Welche Aktien Meschke kauft, entscheidet er ganz bewusst, er beschäftigt sich gern mit Unternehmen aus der Region, besucht Hauptversammlungen und gründete vor einigen Jahren sogar einen Investmentstammtisch. In einer Hinsicht aber ist er eine Ausnahme: Meschke hat mit seiner Anlagestrategie gute Ergebnisse erzielt.

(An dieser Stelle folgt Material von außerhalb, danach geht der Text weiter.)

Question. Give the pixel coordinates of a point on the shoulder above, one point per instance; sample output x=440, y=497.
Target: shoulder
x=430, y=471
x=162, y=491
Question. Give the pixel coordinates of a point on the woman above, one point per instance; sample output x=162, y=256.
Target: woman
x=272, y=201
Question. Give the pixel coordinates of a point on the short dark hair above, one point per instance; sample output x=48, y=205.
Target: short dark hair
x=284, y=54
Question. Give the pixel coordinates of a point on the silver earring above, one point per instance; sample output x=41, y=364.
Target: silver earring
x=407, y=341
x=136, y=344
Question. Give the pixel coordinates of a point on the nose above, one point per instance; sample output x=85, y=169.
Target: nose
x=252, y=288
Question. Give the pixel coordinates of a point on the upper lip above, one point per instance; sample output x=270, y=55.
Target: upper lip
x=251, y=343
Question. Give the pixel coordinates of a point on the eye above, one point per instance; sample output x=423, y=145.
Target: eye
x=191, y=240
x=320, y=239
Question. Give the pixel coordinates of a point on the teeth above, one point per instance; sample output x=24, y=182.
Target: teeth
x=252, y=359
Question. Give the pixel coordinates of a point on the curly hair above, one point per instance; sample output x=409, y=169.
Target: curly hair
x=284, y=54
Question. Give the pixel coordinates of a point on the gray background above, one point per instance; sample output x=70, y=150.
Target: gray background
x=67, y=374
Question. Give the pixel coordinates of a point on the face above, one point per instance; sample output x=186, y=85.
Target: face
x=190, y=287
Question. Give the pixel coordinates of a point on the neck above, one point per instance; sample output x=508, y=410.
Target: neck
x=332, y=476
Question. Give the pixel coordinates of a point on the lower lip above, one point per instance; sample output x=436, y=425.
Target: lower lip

Für die meisten Hobbyanleger gilt hingegen: Die oft unsystematische Auswahl von Einzelaktien kombiniert mit großer Heimatliebe (Ökonomen sprechen vom „Home-Bias“) hat einen hohen Preis – und trägt viel zum angespannten Verhältnis der Deutschen zu Aktien bei. Capital ging daher der Frage nach: Wie viel „Deutschland im Depot“ tut Anlegern wirklich gut? Und wie vermeiden Privatinvestoren die Risiken, die wild zusammengewürfelte Depots und zu wenig Diversifikation bergen?

Das Zahlenrätsel

Mit Anlegern, weiß Hans-Joachim Karopka vom Kölner Rheingold-Institut, verhält es sich nicht anders als mit Kindern: Erfahrungen prägen das Verhalten. „Das kritische Urteil vieler Menschen über Aktien hängt mit den schlechten Erfahrungen zusammen, die sie in den vergangenen 20 Jahren gemacht haben“, sagt Karopka. Er untersucht in tiefenpsychologischen Interviews und Gruppendiskussionen die Einstellungen der Menschen zu Finanzthemen. „Wenn es um Aktien geht, finden wir in den Studien immer wieder, dass bei vielen Menschen – bewusst oder unbewusst – das Bild eines dramatischen Glücksspiels vorherrscht, bei dem man alles gewinnen oder alles verlieren kann“, sagt Karopka.

Auf den ersten Blick tut sich damit eine gewaltige Lücke auf zwischen subjektiver Einschätzung und den meisten Theorien zur Aktienanlage. Etwa jener, dass Aktien langfristig enorm rentabel sind. Oder zum Befund, dass deutsche Aktien in den vergangenen 50 Jahren im Schnitt rund neun Prozent Rendite pro Jahr geschafft haben. Dass sich der Aktienindex Dax seit 1988 annähernd verdreizehnfacht hat. Doch bei näherer Betrachtung schließt sich diese Lücke, erweist sich das Bauchgefühl vieler Anleger als gar nicht so falsch.

Am 1. Juli feiert der Dax seinen 30. Geburtstag. Aus den 1000 Punkten, mit denen er damals rückgerechnet startete, sind heute rund 12.600 Punkte geworden – er ist eine deutsche Erfolgsgeschichte. Blickt man jedoch in das Innenleben des Index, zeigt sich: Die Renditebeiträge sind höchst ungleich verteilt. Fünf der zwölf Aktien, die seit Gründung kontinuierlich im Dax vertreten waren, haben Gesamtrenditen für Anleger erwirtschaftet, die sich kaum von denen einer sicheren Anlage in Bundesanleihen unterschieden oder sogar darunter lagen: Commerzbank, Deutsche Bank, Daimler, Lufthansa und RWE.

Ihnen gegenüber stehen Überflieger, deren Werte inklusive Dividenden um das 16-Fache (Siemens), das 19-Fache (Bayer) oder gar das 36-Fache (BASF) gestiegen sind. Sie trieben den Index entscheidend voran.

Zudem zeichnet der Dax ein Zerrbild: Als sogenannter Performanceindex unterstellt er, dass Dividenden taggleich mit der Ausschüttung steuerfrei wieder angelegt werden – ein Kunststück, das kein Anleger privat schaffen kann. Die Dividende ist zwar ein elementarer Bestandteil der Aktienanlage. Der Börsenalltag der Kurse ist in der Regel aber trister, als der Dax suggeriert.